Michaël: So you can have autonomous weapons, but they’re not allowed target a certain group of people?
Markus: Yeah. And ideally, maybe we wouldn’t have autonomous weapons, but maybe it’s difficult to get everyone to agree on that. But maybe I think that you can get everyone to agree on is like, “Okay. Well, we’re going to give you this privacy preserving access to our models or to our systems, and you can run certain analyses on it to see whether it seems like it’s doing the bad stuff. And if you can just make sure that there’s sufficient trust that you’re actually running these analyses on the actual deployed model, then this could be really, really helpful, or could be a stabilizing thing, or could be a way which you could build trust or be able to implement international agreements that could be important.
Michaël: Is there any regulation on autonomous weapons so far?
Markus: I mean international regulation, no. Or international law stuff, no. There’s a bunch of discussion about how does the international law that we have, apply to these systems? But in general, international laws, it’s a difficult thing because there’s no one to enforce it. And so, it’s more a lot of the times what it looks like, it’s norm setting or maybe if you grossly violate international law, then that might give other actors reason to intervene.
Markus: In Syria, you start using chemical weapons and then the rest of the world gets angry with you. Or things that you’ve done something really, really bad, and it increases the chance that you’ll be invaded or they’ll intervene via air strikes. And so, that’s the only kinds of mechanisms that we can enforce international law. ⬆
The Most Likely Death
Michaël: If I were to tell you that, I don’t know, the year is somewhere in the 21st century and Markus Anderljung, I don’t know how to pronounce your name, I’m sorry, is dead. What would you say is the probability that you were killed by autonomous weapon versus autonomous AI, or those kind of things? What is it like the scenario you might imagine for yourself? Just die old in some kind of hospital room where you can play with DALL-E 10?
Markus: What was the year?
Michaël: I don’t know, somewhere in 21st century.
Markus: I don’t know how I’m going to die. That would be probably great to know. I think I would probably say yes if someone asked me if I wanted to find out, seems like that would be useful knowledge. I don’t really know. What’s the chance that I die from a lethal autonomous weapons thing? It seems low. Maybe if I end up being super important or something like this, which seems unlikely, but if I end up being super important, maybe I’ll get assassinated at some point. We’ll see.
Michaël: Cool. Hopefully, people can watch this video and see the alive Markus before you get very famous.
Michaël: At the head of the entire universe government.
Markus: Exactly. When I become head of policy for the world. ⬆
Last Take On AI Governance
Michaël: Do you have that final speech about your takes on AI policy or just AI in general?

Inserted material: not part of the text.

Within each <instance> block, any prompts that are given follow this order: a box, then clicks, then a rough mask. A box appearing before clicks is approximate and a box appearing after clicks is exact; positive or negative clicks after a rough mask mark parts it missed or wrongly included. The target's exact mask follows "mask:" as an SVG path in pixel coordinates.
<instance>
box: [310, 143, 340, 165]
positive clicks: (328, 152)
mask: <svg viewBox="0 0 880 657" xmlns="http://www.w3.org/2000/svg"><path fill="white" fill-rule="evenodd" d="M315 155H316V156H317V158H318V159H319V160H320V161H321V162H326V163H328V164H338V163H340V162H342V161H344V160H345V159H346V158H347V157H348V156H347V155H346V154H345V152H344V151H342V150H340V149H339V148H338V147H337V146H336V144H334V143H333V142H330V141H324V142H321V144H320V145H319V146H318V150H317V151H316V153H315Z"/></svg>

Markus: I don’t really know. I think all of these questions I think are really, really important. I think if you are a person who is interested in how AI is going to have an impact on the world, I think it’s very plausible that work, that tries to figure out some of these style of questions, questions about that is on the governance side of things, that is about how we can make sure that the world takes good, useful, sane actions on how to deal with potential risks from AI and how to communicate those risks and all those kinds of questions, I think are very, very important. And I think that the case in favor of you thinking about whether you can contribute to that kind of stuff, I think is high, and I would be excited about you doing that. And then hopefully, we can figure out how to govern this technology as it gets more and more capable.
Michaël: Cool. It was a pleasure to have you.
Markus: Likewise. This is great. Thanks, Michael.